Reputation: 319
Our usecase requires a configurable input to be passed to a U-SQL script through Azure Data Factory. We are evaluating feasibility, and need to automate the number of variables passed to the U-SQL script depending upon the interval of the time slice for the activity.
For example, if the U-SQL script is to be run every 4 hours, it will need to read data from 4 different files, one for each hour. If the interval is changed to 5 hours, we need have a need to automate this so that it will automatically read from 5 different files, without having to update the U-SQL script.

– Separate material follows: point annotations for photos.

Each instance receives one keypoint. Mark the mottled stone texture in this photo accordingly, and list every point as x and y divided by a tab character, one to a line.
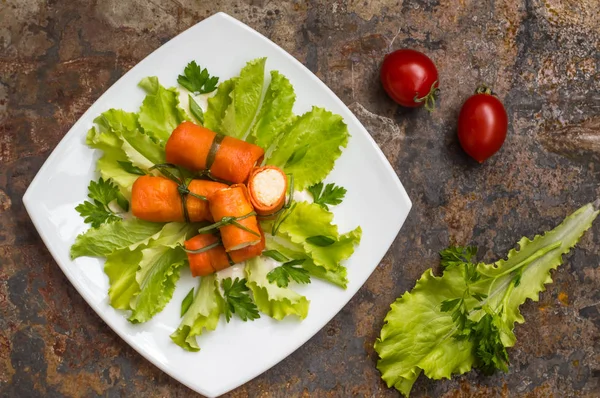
541	57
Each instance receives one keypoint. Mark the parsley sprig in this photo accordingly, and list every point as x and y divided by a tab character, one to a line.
197	80
237	300
330	195
97	211
485	333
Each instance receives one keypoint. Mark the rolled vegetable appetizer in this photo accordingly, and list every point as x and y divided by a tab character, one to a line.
212	257
267	186
197	148
233	213
159	199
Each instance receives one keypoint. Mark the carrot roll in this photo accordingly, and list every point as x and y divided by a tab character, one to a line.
248	252
233	201
267	186
158	199
216	259
197	148
207	262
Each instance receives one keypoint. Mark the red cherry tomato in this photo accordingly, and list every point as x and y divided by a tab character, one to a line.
482	125
410	78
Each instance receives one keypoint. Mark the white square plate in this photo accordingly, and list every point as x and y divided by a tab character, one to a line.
376	201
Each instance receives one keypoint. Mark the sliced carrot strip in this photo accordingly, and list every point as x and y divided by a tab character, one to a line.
233	201
248	252
197	148
189	145
157	199
235	159
267	186
208	262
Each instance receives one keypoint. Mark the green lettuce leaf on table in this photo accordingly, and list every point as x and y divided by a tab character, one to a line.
277	302
203	314
465	318
245	100
310	146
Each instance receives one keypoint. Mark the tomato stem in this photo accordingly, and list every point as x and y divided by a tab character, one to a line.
430	98
484	89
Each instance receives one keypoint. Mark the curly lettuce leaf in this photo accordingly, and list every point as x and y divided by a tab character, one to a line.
418	337
275	113
120	267
338	276
310	219
245	100
310	146
109	238
117	120
203	314
158	271
141	150
217	105
160	112
108	165
275	301
537	273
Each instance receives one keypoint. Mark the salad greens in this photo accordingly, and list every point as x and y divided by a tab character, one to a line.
197	80
245	100
237	300
465	318
203	314
98	212
289	270
144	259
330	195
277	302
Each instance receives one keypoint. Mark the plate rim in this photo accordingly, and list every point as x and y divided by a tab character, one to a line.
30	207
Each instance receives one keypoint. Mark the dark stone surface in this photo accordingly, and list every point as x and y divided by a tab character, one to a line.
542	58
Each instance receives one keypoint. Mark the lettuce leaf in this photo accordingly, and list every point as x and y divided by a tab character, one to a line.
275	113
310	219
160	112
419	337
203	314
158	271
108	238
120	267
217	105
338	276
245	100
310	147
117	120
140	149
275	301
108	164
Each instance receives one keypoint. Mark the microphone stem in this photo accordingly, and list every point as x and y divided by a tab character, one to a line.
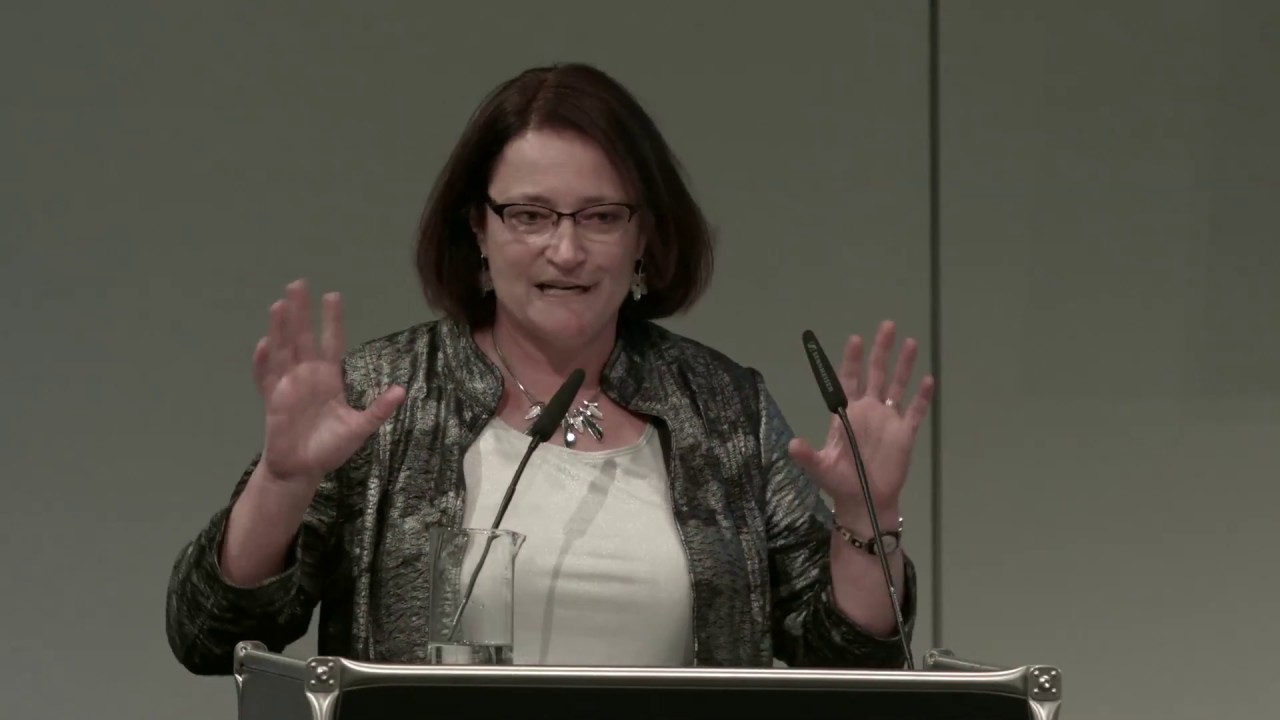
876	534
488	541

The file path will be in the format: Source\YYYY-MM-DD\hh.csv
Is this dynamicity achievable with the current facilities and set of functions that data factory or data lake provides? Or is there a workaround for this so deployment of the data factory pipeline can be automated?
Upvotes: 2
Views: 1244
Reputation: 6684
If the files have the same schema, you can use the file set capability in U-SQL as follows:
DECLARE @begin_date DateTime = DateTime.Parse("....");
DECLARE @end_date DateTime = DateTime.Parse("....");
@data =
EXTRACT filedate DateTime, // insert rest of your schema
FROM "/Source/{filedate:yyyy}-{filedate:MM}-{filedate:dd}/{filedate:hh}.csv"
USING Extractors.Csv();
@data =
SELECT *
FROM @data
WHERE filedate BETWEEN @begin_date AND @end_date;
// ... rest of script ...
The above code will only access the files that satisfy the predicate on the filedate
and not read the other files.
Then you use ADF's parameterization capability to parameterize @begin_date
and @end_date
to give you the interval you want.
Upvotes: 2